Il risultato dell'opera dello Spirito è che ci inchiniamo davanti a Dio come umili figli di Dio in soggezione di Dio. Non ci inchiniamo davanti a un dio sconosciuto o lontano, e non saltiamo alla presenza di Dio con disinvolta familiarità. Veniamo con un risvegliato senso di intimità e soggezione. Lo Spirito infonde anche vita audace nelle nostre preghiere - una santa audacia che supplica le promesse di Dio con Dio alla presenza di Dio.

La bellezza di questa audacia è che si tratta di un'audacia umile e santa. Non esiste un presuntuoso senso della domanda.

Non pretendere, non esigere, fai conoscere le tue richieste, lascia che vengano dal tuo cuore. Dio capirà. Non abbiamo il diritto di chiedere nemmeno un risveglio. Alcuni cristiani tendono attualmente a farlo. Prega urgentemente, supplica, usa tutti gli argomenti, usa tutte le promesse; ma non esigere, non rivendicare. Non metterti mai nella posizione di dire: "Se facciamo solo questo, allora deve succedere". Dio è un sovrano Signore e queste cose vanno oltre la nostra comprensione. Non lasciare mai che venga usata la terminologia di rivendicazione o di esigenza. (Lloyd-Jones, La perseveranza finale dei santi, 155)

Non spegnere lo spirito

Lloyd-Jones una volta disse che il modo più rapido per estinguere lo Spirito è non obbedire all'impulso di pregare. Questo punto è molto, molto personale per me, quindi lascia che ti racconti una storia dalla mia esperienza.

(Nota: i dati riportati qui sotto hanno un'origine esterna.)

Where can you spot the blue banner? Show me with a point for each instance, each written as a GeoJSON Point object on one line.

"Una volta Lloyd-Jones ha detto che il modo più rapido per estinguere lo Spirito è non obbedire all'impulso di pregare". Twitter Tweet Facebook Condividi su Facebook

Una volta stavo tornando a casa dal lavoro in UPS. Ho lavorato il turno di notte durante i miei giorni di dottorato e non mi è mai sembrato di dormire abbastanza. Una mattina, verso le 4:30, stavo tornando a casa molto presto e mi sono addormentato al volante. Ho provato di tutto per rimanere sveglio. Ho acceso la radio e ho provato a cantare insieme. Mi sono persino schiaffeggiato. La prossima cosa che ho saputo, mi sono svegliato nel mio vialetto. Ero più che un po 'scosso. Non sapevo come ci sono arrivato.

Entrai in casa ora stranamente sveglio, e mentre entravo nella nostra camera da letto notai la cosa più strana: anche mia moglie era completamente sveglia. Normalmente si sarebbe addormentata, ma invece era seduta sul letto ad aspettarmi.

Lei disse: "Ciao tesoro, come è andata la tua strada?"

Ho detto: "È divertente che dovresti chiedere. Ho davvero faticato a rimanere sveglio durante il viaggio verso casa. In realtà, non so come sono arrivato qui. ”

Ha detto: "Sì, ho pensato. . . . ”

"Va bene", ho detto, "per favore continua!"

“Bene”, disse, “Mi sono svegliata alle 4:30 molto improvvisamente, e ho sentito questo intenso spunto a pregare. Ho pensato che dovessi lottare per strada dato che è più o meno il momento in cui torni normalmente a casa. Quindi ho pregato per te. "

Penso di essere ancora vivo e di scrivere queste parole, perché mia moglie non ha spento lo Spirito in quel momento. Ha obbedito al suggerimento dello Spirito di pregare. Spero che questa storia ti dia un senso maggiore di ciò che è in gioco nella preghiera. La nostra tendenza a estinguere lo Spirito non è un problema piccolo e irrilevante. Concediamoci alla realtà di pregare nello Spirito e rinunciamo alla tentazione di provare a pregare con le nostre forze. E, secondo l'esempio di Lloyd-Jones, obbediamo sempre a ogni impulso a pregare.